I'm not exactly sure what the question is, but I can comment on it.
I will say that the data that we have from the trials so far is markedly limited. The number of end points is quite small.
There are two real challenges with bamlanivimab. One is identifying the people who will benefit, which is difficult to do early on. The number of people who would need to be administered the drug in order to prevent just hospitalization is in the order of about 100 people just to prevent one hospitalization.

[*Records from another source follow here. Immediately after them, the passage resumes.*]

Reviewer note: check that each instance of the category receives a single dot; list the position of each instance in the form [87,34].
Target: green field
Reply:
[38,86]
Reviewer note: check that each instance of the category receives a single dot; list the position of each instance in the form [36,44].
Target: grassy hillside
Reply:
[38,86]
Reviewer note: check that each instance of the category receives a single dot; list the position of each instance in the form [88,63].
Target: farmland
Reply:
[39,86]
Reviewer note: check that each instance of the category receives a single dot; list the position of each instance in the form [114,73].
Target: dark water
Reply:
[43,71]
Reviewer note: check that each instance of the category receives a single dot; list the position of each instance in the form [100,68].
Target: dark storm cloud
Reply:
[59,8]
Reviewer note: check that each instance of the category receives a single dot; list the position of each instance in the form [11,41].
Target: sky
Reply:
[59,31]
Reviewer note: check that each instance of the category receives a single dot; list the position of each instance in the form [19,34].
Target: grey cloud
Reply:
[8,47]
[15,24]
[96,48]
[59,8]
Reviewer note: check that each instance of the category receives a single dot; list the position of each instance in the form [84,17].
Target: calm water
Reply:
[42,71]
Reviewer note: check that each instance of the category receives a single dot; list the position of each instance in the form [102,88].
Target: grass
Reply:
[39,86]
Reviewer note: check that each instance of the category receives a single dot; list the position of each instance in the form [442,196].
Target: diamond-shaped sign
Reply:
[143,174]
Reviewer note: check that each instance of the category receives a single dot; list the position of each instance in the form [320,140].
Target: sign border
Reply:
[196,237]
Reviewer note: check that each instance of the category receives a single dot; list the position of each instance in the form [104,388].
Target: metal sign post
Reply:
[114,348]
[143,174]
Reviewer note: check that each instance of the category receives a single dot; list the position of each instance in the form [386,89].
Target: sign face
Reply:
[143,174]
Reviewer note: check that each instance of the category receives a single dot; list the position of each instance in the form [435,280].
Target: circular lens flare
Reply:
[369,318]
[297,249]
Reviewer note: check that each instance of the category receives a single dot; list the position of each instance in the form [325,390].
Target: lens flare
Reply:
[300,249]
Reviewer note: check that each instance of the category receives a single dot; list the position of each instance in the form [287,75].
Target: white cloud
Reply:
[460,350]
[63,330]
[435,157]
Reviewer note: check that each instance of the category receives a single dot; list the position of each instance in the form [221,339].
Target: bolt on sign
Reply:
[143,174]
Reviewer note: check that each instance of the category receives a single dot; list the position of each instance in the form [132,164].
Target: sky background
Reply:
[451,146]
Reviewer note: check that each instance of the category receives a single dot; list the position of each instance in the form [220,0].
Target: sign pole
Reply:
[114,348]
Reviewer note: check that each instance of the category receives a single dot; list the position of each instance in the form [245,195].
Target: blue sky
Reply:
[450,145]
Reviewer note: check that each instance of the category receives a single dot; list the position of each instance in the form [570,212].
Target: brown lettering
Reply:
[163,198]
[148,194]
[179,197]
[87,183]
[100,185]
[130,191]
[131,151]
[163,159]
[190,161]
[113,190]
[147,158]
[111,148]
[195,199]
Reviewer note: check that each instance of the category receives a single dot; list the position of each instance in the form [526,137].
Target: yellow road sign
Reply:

More importantly, because it's a drug that needs to be administered intravenously, the course of therapy is really two hours: one hour for it to be administered and then another hour of observation. We would have to do that for the people who are most infectious early on in their course when they would be most infectious. On top of that, in order to identify them, first you need to get a positive test. What would normally happen in most centres around the country is that someone would be tested, and then they would get their information two or three days later. Then they would have to be brought back when a lot of that early benefit would be lost. For all of these reasons, the implementation challenges as well as the lack of information, it is a drug that, at the moment as far as we know, doesn't hold tremendous promise.
I will also point out one other thing that has been observed in the BLAZE trials. When bamlanivimab is used as monotherapy—it's used alone—we see these escape mutants, which are variants that are resistant to some degree to the immune system, escaping. What we would rather have and what the evidence suggests is combination therapy. We don't have a second drug, and obviously that adds to more complexity and cost.